Much of medicine is non-scientific, insofar as treatment protocols haven’t yet been subjected to double blind testing. Think about icing wounds or the way medical practice varies by region of the country or even a single state.

The point being is that while the scientific method is, well, methodical, it isn’t the only useful epistemology in common use. Nor is it all encompassing: certain decisions must be implemented in medicine, psychiatry or business without the sort of established knowledge that is demanded in a peer-reviewed paper.
“But, whoa, MfM. Sure, the scientific method is only a small (though important) aspect of human endeavor, but Jack Chick is still risible, right?”

Sure. I was making a narrow point. There are more epistemologies on the table than the scientific method and woo.

But the scientific method is merely a formalized version of the everyday epistemology we use to go about our affairs. I lift up my foot to step onto the next square of the sidewalk. Is it POSSIBLE that the next square is merely a well-disguised pit trap that will plunge me down onto deadly spikes? Yes, certainly that’s POSSIBLE, but unlikely. My prior evidence of sidewalks gives me confidence that that my theory that the next square is solid concrete is well-justified. I provisionally believe the sidewalk ahead is solid and I proceed with my walk according to that hypothesis. If any any point I discover contradictory data (“My word, I almost fell in a concealed pit trap!”) then I’ll revise my “sidewalk hypothesis” to include this new data and adjust my behavior. (“I’d better be careful walking around here!”)

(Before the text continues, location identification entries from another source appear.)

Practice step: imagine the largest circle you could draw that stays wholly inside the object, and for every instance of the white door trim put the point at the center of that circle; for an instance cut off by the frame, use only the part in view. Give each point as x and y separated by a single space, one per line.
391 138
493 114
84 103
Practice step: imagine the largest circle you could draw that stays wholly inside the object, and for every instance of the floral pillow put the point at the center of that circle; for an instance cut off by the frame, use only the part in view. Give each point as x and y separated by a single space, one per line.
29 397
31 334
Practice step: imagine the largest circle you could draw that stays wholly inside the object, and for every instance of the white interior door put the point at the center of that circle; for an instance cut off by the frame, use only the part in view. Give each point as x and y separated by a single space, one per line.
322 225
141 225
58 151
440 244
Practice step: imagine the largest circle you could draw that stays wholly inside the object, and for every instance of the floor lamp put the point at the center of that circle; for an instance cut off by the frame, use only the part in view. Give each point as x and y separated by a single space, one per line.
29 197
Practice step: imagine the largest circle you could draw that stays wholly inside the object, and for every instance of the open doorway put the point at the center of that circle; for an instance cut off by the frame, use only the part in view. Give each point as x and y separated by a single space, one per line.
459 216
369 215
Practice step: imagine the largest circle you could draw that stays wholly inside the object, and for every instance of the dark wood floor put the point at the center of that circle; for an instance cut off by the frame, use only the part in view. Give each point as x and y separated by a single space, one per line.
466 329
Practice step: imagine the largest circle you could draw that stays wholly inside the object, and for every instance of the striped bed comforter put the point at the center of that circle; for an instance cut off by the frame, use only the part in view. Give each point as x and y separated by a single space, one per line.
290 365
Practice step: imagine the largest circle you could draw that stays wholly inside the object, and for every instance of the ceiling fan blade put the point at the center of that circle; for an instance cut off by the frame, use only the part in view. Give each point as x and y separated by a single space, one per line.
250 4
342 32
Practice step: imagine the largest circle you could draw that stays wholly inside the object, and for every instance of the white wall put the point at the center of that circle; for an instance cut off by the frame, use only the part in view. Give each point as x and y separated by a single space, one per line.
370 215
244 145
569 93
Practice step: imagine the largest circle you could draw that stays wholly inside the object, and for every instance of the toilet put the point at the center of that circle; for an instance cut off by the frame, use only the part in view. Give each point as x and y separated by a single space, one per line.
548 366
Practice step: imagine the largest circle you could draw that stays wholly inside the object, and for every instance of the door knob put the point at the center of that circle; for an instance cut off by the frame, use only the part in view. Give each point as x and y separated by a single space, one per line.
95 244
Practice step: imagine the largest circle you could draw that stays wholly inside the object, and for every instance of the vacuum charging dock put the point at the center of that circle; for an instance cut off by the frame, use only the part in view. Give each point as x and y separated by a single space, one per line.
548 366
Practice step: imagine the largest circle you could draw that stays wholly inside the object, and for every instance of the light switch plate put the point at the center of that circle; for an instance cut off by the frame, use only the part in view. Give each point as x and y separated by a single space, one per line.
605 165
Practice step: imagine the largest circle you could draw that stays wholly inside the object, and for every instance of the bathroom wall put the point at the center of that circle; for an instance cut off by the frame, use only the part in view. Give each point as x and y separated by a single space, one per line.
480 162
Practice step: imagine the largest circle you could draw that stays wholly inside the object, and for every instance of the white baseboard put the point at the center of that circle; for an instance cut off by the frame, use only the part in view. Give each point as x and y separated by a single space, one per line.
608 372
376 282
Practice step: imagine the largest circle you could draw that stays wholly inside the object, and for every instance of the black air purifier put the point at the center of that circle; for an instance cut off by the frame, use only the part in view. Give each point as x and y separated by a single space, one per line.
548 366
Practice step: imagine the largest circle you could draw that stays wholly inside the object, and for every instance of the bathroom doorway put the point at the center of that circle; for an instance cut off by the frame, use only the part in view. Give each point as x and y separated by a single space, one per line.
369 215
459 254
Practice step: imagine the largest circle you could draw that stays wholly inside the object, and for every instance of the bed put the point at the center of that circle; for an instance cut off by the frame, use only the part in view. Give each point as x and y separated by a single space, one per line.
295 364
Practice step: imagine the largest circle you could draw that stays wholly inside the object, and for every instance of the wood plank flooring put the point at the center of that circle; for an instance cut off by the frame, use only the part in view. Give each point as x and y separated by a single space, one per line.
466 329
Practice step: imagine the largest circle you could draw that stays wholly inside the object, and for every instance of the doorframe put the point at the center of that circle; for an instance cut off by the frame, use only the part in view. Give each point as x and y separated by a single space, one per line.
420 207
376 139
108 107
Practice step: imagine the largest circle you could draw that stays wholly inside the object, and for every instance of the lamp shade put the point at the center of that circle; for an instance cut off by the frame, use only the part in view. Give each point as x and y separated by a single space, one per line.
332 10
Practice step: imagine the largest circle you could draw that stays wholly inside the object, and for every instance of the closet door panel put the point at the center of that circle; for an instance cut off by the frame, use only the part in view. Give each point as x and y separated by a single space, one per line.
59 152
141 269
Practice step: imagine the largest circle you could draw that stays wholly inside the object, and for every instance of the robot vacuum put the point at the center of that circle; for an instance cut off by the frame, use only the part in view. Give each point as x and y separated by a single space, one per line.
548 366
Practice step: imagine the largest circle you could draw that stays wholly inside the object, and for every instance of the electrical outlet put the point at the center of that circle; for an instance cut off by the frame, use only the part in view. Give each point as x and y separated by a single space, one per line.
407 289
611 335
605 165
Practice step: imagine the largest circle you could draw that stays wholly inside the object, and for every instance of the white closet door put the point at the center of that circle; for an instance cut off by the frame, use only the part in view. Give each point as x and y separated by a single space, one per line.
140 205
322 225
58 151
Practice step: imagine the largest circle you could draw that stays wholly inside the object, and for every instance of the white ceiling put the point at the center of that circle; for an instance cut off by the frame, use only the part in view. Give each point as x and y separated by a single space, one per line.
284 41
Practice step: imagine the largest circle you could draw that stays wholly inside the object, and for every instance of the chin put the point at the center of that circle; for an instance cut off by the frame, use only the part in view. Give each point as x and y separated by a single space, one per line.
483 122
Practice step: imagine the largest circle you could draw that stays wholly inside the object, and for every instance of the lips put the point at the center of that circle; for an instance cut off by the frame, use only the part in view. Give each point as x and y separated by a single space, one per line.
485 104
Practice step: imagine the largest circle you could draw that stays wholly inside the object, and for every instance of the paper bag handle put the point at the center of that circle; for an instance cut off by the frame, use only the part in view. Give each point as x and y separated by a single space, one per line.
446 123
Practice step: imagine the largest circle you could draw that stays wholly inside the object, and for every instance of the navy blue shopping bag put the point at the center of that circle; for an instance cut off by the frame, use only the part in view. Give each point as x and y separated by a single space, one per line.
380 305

The scientific method is merely this naive process formalized, with the steps explicitly spelled out and the hypotheses and evidence placed under close logical scrutiny. (“I will poke every square with a stick three times before I step forward.”) But it’s not some entirely different way of arriving at information about the world. Empiricism is empiricism, whether it is the naive, unconscious version we practice from moment-to-moment in our daily lives, or the rigorous, meticulous version that science embodies.

The question is: Are there really ANY other viable epistemologies? Is there any other justified way of forming knowledge about the world besides some form of empiricism?

Does “taking the word of others” count? If a tribal elder says, “Don’t eat those berries, they’ll make you sick,” and I accept this, is that really an empirical approach, or merely an appeal to authority?

“Education” is a means by which we cause people to become informed, without them doing the real work of finding out. It’s not quite the same as empiricism…because it can convey false information nearly as easily as truth.